Ultimately, silo thinking and sequential decisional processes within the R&D value chain should be abandoned, Maraschiello states.

“With the technologies at hand and with the multi-disciplinary character of the R&D process, it is increasingly difficult to keep working in data silos either in discovery or in development and between both phases. The R&D process is not a sequential process anymore; it is a virtuous circle going back and forth through the entire value chain to increase the productivity of the R&D process,” Maraschiello says.

Where the drug discovery and candidate screening process was difficult ten years ago, nowadays, the industry has the increased aptitude to manage pre-clinical and clinical data, which creates a powerful translational and predictive process with the sole purpose of reaching the patient faster and better, Maraschiello adds.

Meanwhile, Tiago notes that, aside from quality and throughput challenges, the one thing hurting and frustrating drug developers more than anything else is the late-stage failure of a candidate that has exquisite target activity but which fails due to other attributes, such poor manufacturability or stability.

“While the activity of your candidate at the target is a critical determinant of its therapeutic and market potential, it isn’t the only one. There are many other attributes that need deep and comprehensive consideration—particle size, shape, structure, surface properties, and thermal stability, for example,” Tiago states. These characteristics can impact behavior as diverse as reaction and dissolution, flowability, compressibility, and efficacy, and because of their impact, these characteristics need consideration as early as possible in development.

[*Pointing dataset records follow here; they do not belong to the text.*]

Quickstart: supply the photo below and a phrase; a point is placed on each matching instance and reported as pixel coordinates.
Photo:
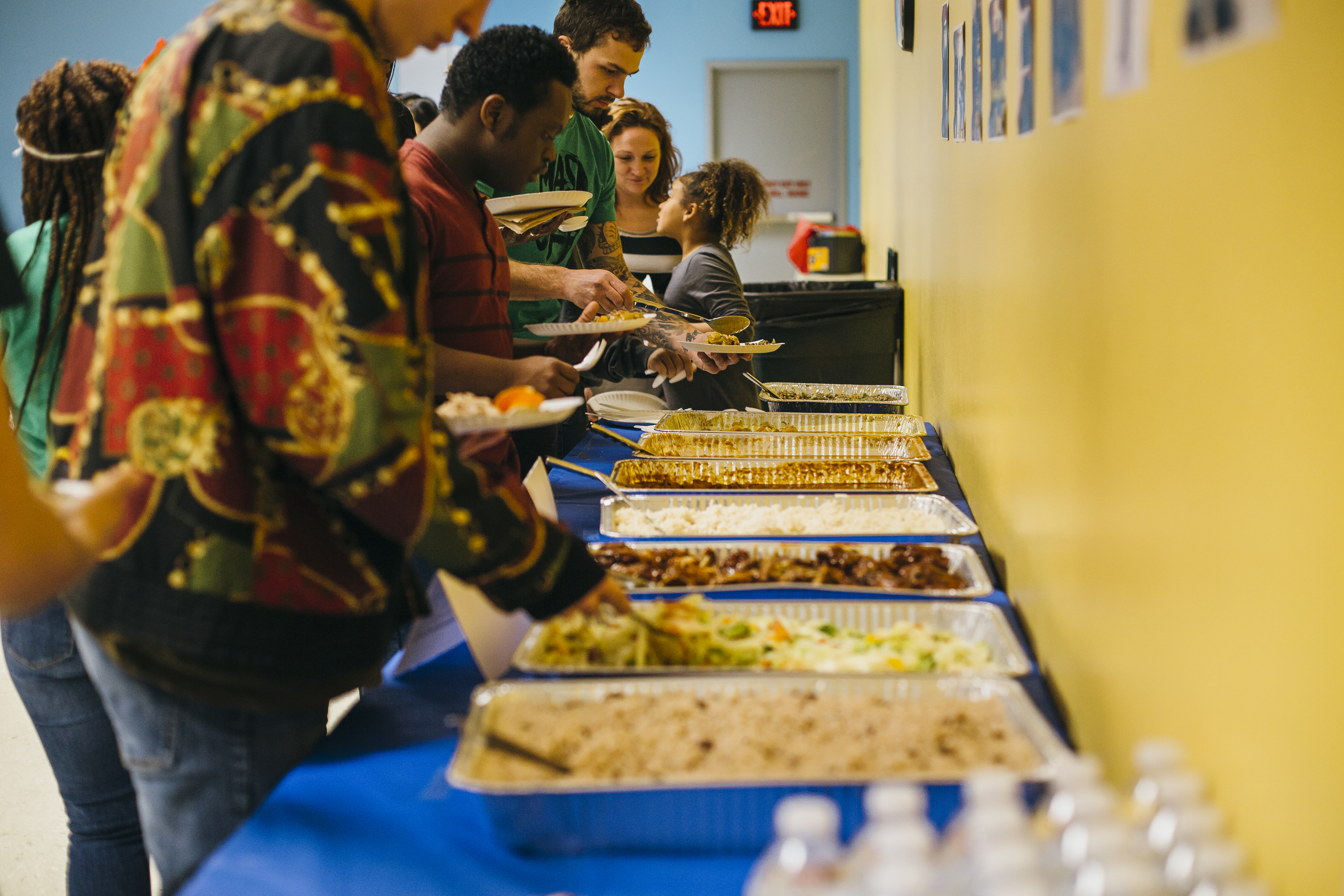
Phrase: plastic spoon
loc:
(729, 324)
(611, 487)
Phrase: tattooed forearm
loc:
(600, 246)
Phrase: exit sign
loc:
(775, 15)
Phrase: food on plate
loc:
(716, 735)
(691, 633)
(519, 398)
(826, 518)
(468, 405)
(909, 567)
(622, 315)
(663, 473)
(802, 445)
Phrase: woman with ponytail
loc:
(65, 124)
(709, 213)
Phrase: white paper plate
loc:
(581, 330)
(554, 410)
(527, 202)
(628, 406)
(732, 350)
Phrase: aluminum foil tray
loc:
(963, 559)
(967, 620)
(785, 445)
(671, 475)
(956, 525)
(720, 817)
(836, 398)
(847, 424)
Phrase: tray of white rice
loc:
(745, 516)
(810, 447)
(763, 422)
(679, 765)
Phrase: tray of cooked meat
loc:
(760, 422)
(710, 475)
(697, 763)
(924, 570)
(834, 398)
(787, 445)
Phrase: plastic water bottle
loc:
(804, 860)
(1154, 760)
(1211, 864)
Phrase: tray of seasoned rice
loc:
(701, 636)
(863, 567)
(759, 422)
(904, 518)
(697, 763)
(834, 398)
(787, 445)
(682, 475)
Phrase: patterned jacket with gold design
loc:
(252, 335)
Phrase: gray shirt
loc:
(707, 284)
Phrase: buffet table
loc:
(371, 812)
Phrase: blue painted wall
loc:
(690, 33)
(686, 35)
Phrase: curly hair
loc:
(518, 62)
(587, 23)
(70, 111)
(733, 194)
(628, 113)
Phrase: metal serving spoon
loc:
(611, 487)
(729, 324)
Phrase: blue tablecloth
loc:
(371, 813)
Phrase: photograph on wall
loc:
(1027, 103)
(998, 70)
(947, 88)
(1126, 66)
(959, 88)
(1213, 26)
(978, 76)
(906, 25)
(1066, 60)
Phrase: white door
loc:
(788, 119)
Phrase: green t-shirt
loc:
(19, 327)
(582, 162)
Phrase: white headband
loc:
(54, 156)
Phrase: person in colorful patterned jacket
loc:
(252, 335)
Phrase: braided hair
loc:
(734, 197)
(69, 113)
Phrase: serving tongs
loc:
(764, 387)
(607, 480)
(729, 324)
(504, 745)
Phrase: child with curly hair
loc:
(711, 211)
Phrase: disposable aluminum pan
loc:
(847, 424)
(836, 398)
(963, 561)
(955, 525)
(826, 447)
(707, 817)
(970, 621)
(674, 475)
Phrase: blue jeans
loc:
(200, 770)
(107, 851)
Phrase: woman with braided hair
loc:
(65, 123)
(709, 213)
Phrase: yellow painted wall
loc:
(1131, 331)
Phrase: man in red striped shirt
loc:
(509, 94)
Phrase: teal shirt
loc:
(582, 162)
(19, 328)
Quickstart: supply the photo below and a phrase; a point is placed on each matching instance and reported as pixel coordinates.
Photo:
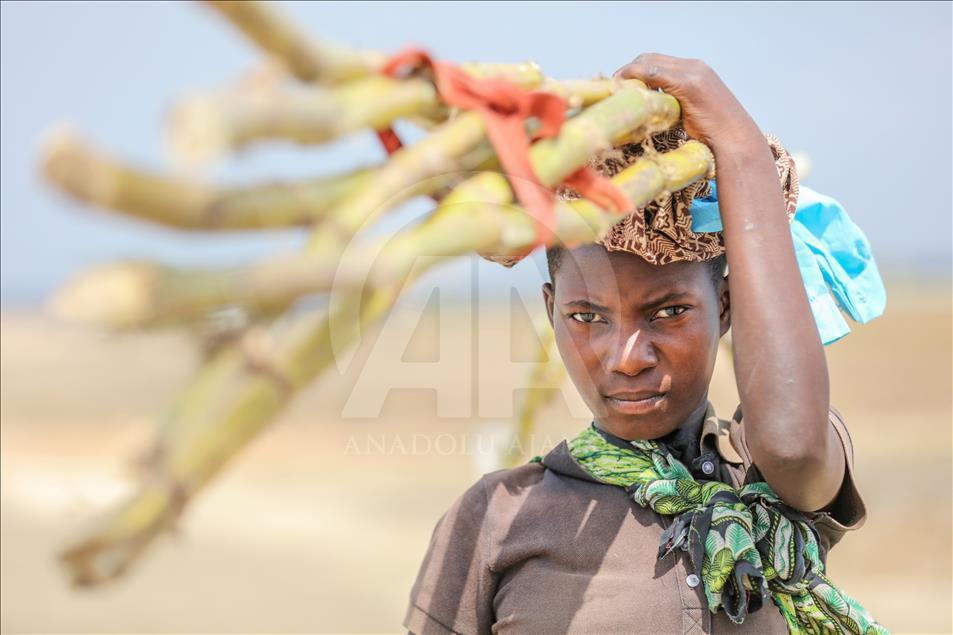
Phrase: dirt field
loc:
(320, 525)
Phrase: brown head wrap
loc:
(661, 232)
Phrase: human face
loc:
(639, 341)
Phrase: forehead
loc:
(594, 271)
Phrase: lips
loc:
(637, 402)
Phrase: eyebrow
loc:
(586, 305)
(671, 296)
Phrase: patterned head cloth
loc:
(661, 232)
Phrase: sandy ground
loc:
(320, 525)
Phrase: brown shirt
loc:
(545, 548)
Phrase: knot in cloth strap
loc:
(504, 106)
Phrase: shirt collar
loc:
(686, 443)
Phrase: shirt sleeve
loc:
(454, 589)
(847, 511)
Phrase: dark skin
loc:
(642, 358)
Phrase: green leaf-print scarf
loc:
(741, 541)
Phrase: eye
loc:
(669, 312)
(587, 318)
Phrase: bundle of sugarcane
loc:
(273, 350)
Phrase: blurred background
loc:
(322, 523)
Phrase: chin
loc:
(631, 429)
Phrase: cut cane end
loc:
(67, 161)
(197, 132)
(115, 296)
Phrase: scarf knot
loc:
(745, 544)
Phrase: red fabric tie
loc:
(504, 107)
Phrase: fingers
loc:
(655, 69)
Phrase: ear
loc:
(549, 297)
(724, 306)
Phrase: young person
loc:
(661, 517)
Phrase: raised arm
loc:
(779, 360)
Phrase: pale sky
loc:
(864, 89)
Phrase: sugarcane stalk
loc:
(92, 176)
(206, 126)
(154, 294)
(234, 397)
(547, 371)
(307, 59)
(243, 388)
(312, 60)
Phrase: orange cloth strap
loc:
(504, 106)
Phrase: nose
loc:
(632, 354)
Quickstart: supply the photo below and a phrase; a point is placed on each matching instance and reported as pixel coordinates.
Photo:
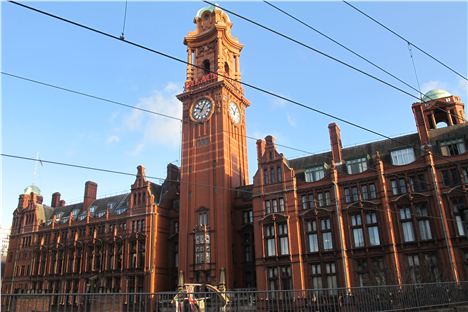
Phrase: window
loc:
(286, 282)
(461, 215)
(407, 224)
(356, 225)
(414, 268)
(283, 239)
(265, 176)
(356, 165)
(247, 216)
(272, 279)
(423, 223)
(372, 229)
(452, 147)
(274, 205)
(307, 201)
(402, 156)
(203, 218)
(280, 174)
(314, 174)
(325, 226)
(269, 236)
(398, 186)
(202, 247)
(330, 271)
(417, 183)
(316, 276)
(312, 236)
(450, 177)
(323, 199)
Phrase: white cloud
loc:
(156, 129)
(112, 139)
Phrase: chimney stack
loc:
(55, 200)
(90, 194)
(335, 141)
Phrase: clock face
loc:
(234, 112)
(202, 109)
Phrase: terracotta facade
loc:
(387, 212)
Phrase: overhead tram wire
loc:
(190, 183)
(100, 98)
(405, 39)
(362, 57)
(54, 86)
(262, 90)
(340, 44)
(312, 49)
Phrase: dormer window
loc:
(452, 147)
(402, 156)
(314, 174)
(357, 165)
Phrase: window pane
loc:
(374, 238)
(358, 237)
(403, 156)
(327, 241)
(408, 233)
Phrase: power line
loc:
(340, 44)
(404, 39)
(271, 93)
(100, 98)
(52, 162)
(312, 49)
(86, 94)
(190, 183)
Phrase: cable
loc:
(218, 74)
(341, 45)
(404, 39)
(326, 159)
(86, 94)
(226, 77)
(122, 36)
(175, 181)
(312, 49)
(414, 68)
(116, 172)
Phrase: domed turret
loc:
(435, 94)
(32, 189)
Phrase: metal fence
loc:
(379, 298)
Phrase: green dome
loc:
(210, 9)
(32, 188)
(435, 94)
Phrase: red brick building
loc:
(387, 212)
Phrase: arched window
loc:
(206, 67)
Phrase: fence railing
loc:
(378, 298)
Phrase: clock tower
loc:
(214, 150)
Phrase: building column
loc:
(443, 215)
(388, 216)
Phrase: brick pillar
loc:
(55, 200)
(421, 125)
(388, 217)
(453, 264)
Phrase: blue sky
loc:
(70, 128)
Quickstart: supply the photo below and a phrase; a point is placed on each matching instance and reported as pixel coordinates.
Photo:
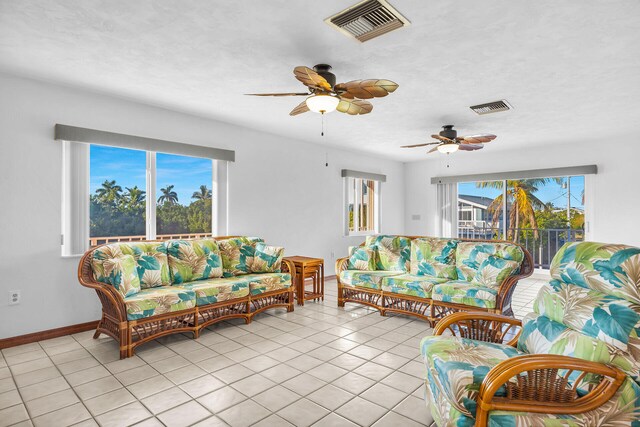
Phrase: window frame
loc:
(374, 196)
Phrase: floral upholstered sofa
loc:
(149, 289)
(574, 361)
(429, 277)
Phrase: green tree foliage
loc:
(117, 213)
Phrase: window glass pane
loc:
(117, 201)
(183, 198)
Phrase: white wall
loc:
(611, 195)
(279, 189)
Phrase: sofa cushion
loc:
(114, 268)
(267, 259)
(606, 268)
(196, 259)
(409, 284)
(267, 282)
(211, 291)
(471, 257)
(365, 279)
(159, 300)
(431, 256)
(604, 317)
(394, 252)
(468, 293)
(362, 258)
(237, 255)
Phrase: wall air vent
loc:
(491, 107)
(367, 20)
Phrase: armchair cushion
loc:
(237, 255)
(197, 259)
(432, 256)
(267, 259)
(469, 293)
(216, 290)
(409, 284)
(365, 279)
(362, 258)
(114, 268)
(158, 300)
(394, 252)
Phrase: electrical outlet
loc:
(14, 297)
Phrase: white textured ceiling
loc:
(571, 68)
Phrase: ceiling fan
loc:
(325, 96)
(449, 141)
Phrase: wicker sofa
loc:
(150, 289)
(430, 277)
(574, 361)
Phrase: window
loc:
(362, 198)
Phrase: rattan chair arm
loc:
(481, 326)
(540, 388)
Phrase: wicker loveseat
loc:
(574, 361)
(150, 289)
(430, 277)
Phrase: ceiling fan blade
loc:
(365, 89)
(419, 145)
(301, 108)
(442, 138)
(476, 139)
(470, 147)
(354, 107)
(311, 79)
(279, 94)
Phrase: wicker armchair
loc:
(562, 365)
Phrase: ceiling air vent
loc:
(367, 20)
(491, 107)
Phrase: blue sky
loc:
(128, 168)
(551, 192)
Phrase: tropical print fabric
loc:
(432, 256)
(212, 291)
(362, 258)
(114, 268)
(158, 300)
(468, 293)
(267, 259)
(365, 279)
(610, 269)
(409, 284)
(393, 252)
(471, 257)
(197, 259)
(237, 255)
(604, 317)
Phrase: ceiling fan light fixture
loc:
(322, 103)
(448, 148)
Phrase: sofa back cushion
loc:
(607, 268)
(114, 268)
(267, 259)
(394, 252)
(487, 261)
(196, 259)
(432, 256)
(237, 254)
(362, 258)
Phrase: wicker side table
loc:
(308, 268)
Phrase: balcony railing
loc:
(95, 241)
(542, 243)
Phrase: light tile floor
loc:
(320, 366)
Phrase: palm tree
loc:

“In the case of protein-based therapeutics, stability considerations are particularly important. For example, if a protein is structurally unstable, it can undergo conformational changes that reduce binding and therapeutic efficacy. Similarly, colloidal instability within the final formulation of a protein-based therapy can lead to protein aggregate formation, which could impact delivery or even be immunogenic,” Tiago explains.

With such a complex range of attributes to navigate, developers must, therefore, use complementary and orthogonal analytical technologies to provide a full understanding of their candidates. A helpful suite of tools could include dynamic light scattering for colloidal stability evaluation, differential scanning calorimetry for structural stability measurements, and a host of other complimentary techniques, according to Tiago. Planning an orthogonal strategy is another challenge in and of itself, however. Considerations for an orthogonal strategy include:

Such considerations require a level of knowledge and expertise that spans multiple domains and is, as noted previously, in significantly short supply, Tiago emphasizes. Contract research organizations (CROs), for instance, have been stepping up to support bio/pharmaceutical organizations to navigate these key questions.

“Essentially, [CROs] are filling the industry void of specialized expertise and concentrating it in a manner that can best support drug developers. Analytical instrument providers are also helping here, providing timely and extensive advice on optimal study design and being open about the need for orthogonality in early screening. This combination, ultimately, creates a more collaborative environment—one that is carving a smoother, more strategic path to drug discovery success,” Tiago concludes.